ISyE Department Seminar - Aleksandr (Sasha) Stolyar
Title: Discrete-time TASEP with holdback
We study a discrete-time interacting particle system, which can be called a totally asymmetric simple exclusion process with holdback (TASEP-H). There are rho*n particles, rho < 1, moving clockwise, in discrete time, on n sites arranged in a circle. The “holdback" refers to the property that the probability of a particle moving forward to a vacant site depends on the presence of a particle immediately “behind” it. The model is motivated by a communication network with packets moving along a sequence of nodes under a “standard” random access algorithm. Another motivation is a slow-to-start model of car traffic. We focus on the dependence of the steady-state flux (throughput) on the density rho, when n is large. We show that when rho exceeds a certain threshold, a phase transition occurs in that large particle clusters are formed and persist, making the "typical" flux different from the formal one. (Joint work with Seva Shneer, Heriot-Watt Univ.)

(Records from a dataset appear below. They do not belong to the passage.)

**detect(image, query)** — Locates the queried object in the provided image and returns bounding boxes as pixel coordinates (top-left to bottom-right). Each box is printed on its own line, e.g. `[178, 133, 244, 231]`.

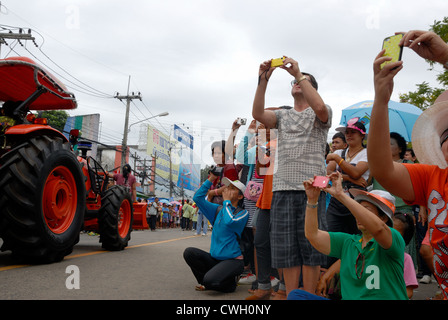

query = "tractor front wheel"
[0, 135, 86, 263]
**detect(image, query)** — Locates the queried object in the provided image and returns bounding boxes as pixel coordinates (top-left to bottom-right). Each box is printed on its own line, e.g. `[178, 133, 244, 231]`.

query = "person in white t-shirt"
[327, 118, 370, 234]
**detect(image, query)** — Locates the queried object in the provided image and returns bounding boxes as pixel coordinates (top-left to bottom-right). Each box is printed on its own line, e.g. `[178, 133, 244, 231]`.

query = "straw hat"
[412, 99, 448, 169]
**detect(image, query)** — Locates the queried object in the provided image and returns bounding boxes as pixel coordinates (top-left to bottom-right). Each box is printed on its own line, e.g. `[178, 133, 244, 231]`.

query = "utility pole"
[0, 29, 37, 55]
[114, 76, 142, 166]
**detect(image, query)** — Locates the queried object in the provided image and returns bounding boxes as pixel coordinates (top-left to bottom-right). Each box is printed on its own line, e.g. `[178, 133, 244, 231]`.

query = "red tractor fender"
[5, 124, 68, 141]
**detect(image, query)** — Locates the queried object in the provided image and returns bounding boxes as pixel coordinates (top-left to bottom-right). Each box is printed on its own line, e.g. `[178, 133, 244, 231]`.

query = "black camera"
[209, 166, 224, 177]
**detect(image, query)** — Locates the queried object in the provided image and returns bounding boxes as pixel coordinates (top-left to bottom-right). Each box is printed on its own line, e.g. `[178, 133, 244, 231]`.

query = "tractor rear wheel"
[0, 135, 86, 263]
[98, 185, 134, 251]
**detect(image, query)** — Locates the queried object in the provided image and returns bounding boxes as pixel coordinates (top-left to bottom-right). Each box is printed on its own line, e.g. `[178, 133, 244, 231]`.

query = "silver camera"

Since 2017 Aleksandr Stolyar is a Founder Professor in the ISE Department and Coordinated Science Lab at UIUC. His research interests are in stochastic processes, queueing theory, and stochastic modeling of information, communication and service systems. He received Ph.D. in Mathematics from the Institute of Control Science, Moscow, in 1989, and was a research scientist at the Institute of Control Science in 1989-1991. In 1992-1998 he was working on stochastic models in telecommunications at Motorola and AT&T Research. From 1998 to 2014 he was with the Bell Labs Mathematical Sciences Research, Murray Hill, New Jersey, working on stochastic networks and resource allocation problems in a variety of applications, including wireless and wireline communications, service systems, network clouds. In 2014-2016 he was a Timothy J. Wilmott Endowed Chair Professor in the ISE Department at Lehigh University. He received INFORMS Applied Probability Society 2004 Best Publication award, SIGMETRICS'96 Best Paper award.